Sunday, December 09, 2012

Judgement Day


I dove back into the world of state high school debate and elocution yesterday.  I paused in route to Ridgefield High, Washington State, to take a picture of my odometer going from 1999999 to 2000000.

I judged a public form about raising taxes versus cutting spending, and an interpretive reading contest.  Then I judged several spar sessions, where the topics are purposefully superficial -- it's the form and delivery that matter more.  "Wiley Coyote > Roadrunner" "Royalty > Celebrities", "mechanical pencil > ordinary #2 pencil", "email > snailmail", "football > soccer", "Star Wars > Star Trek", "broccoli > carrots".  These would be the affirmative "is better than" resolutions.  The Neg side takes the opposite view.

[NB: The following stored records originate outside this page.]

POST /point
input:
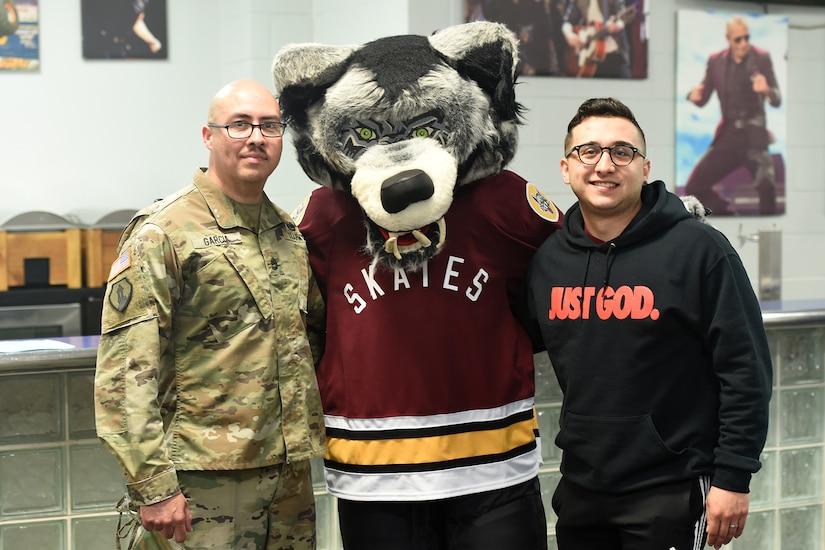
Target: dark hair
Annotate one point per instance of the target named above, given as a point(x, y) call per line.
point(601, 107)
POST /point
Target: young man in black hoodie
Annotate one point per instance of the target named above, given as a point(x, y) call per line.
point(657, 340)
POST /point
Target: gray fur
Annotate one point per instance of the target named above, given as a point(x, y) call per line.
point(462, 78)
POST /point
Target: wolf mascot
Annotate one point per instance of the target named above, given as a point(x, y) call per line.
point(419, 239)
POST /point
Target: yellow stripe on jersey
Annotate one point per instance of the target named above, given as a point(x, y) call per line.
point(423, 450)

Spar:  AFF chooses from two resolutions:

One minute prep
AFF speaks (2 minutes)
Cross examination (1 minute)
One minute prep
NEG speaks (2 minutes)
Cross examination (1 minute)
AFF gives summary speech (1 minute)
NEG does the same (1 minute)

Maureen had given me the October 2012 issue of Harper's with High School Debate and the Demise of Public Speech by Ben Lerner, a former high school debater (a national champion even).  Ben talked a lot about the spread of "spreading" which is talking really fast like those voices speaking legalese during television commercials, and small print that goes by quickly everywhere.  In making reasoning somewhat unintelligible and intimidating, one creates more space for the slow plodding of unreason, for political sound bites.

Interestingly, he traces the Lincoln-Douglas style debate, Tara's specialty, and which slows it down and relates issues to values, to Phillips Petroleum, these days Conoco-Phillips.  This corporate person, and adviser to the National Forensics League, was having a hard time with "spreading" as well, and designed this newer event format (LD) to slow things down somewhat.

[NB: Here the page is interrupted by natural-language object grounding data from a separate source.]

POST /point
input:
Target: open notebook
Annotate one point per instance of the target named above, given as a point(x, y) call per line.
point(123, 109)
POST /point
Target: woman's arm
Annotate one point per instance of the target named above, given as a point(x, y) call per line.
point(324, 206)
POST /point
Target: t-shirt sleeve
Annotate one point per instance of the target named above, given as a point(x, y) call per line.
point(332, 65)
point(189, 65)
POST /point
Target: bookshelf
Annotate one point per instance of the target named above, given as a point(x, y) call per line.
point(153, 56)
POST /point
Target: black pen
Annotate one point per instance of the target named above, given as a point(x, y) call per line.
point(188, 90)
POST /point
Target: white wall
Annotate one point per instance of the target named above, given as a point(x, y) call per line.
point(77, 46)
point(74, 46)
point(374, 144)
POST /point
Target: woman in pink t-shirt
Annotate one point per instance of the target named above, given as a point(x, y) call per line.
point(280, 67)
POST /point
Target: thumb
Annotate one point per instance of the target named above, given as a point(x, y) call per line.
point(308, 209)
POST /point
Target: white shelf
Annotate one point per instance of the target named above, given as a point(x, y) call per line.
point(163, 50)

Ben considers that more evidence of the fragmentation of US discourse.  There's dumb slow political talk playing on sentiments, mixed with fast unintelligible legalese, and precious little in between.  He wonders if Occupy with its "open mic" experiments (people repeating others' words) marked the beginning of a revived folk discourse, more oriented towards democratic practices.

Gonzo said he'd read the article and photocopied it for his team captains.

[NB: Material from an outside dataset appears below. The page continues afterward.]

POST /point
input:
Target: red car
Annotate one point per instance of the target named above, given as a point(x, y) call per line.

I notice Burgerville is serving beer and wine in Washington.  Do we have that in Oregon yet?  That state is just so much ahead of ours in some ways.

Good seeing Gonzo, Ben and Izzy again.  Hello to Hannah.  Hello from Tara.

I was able to download from a fair selection of stop watch apps to my Razr / M (Android).  This helped with my timings.  Time is taken quite seriously in these events.  There might be a 30 second grace period here and there, but no more than that.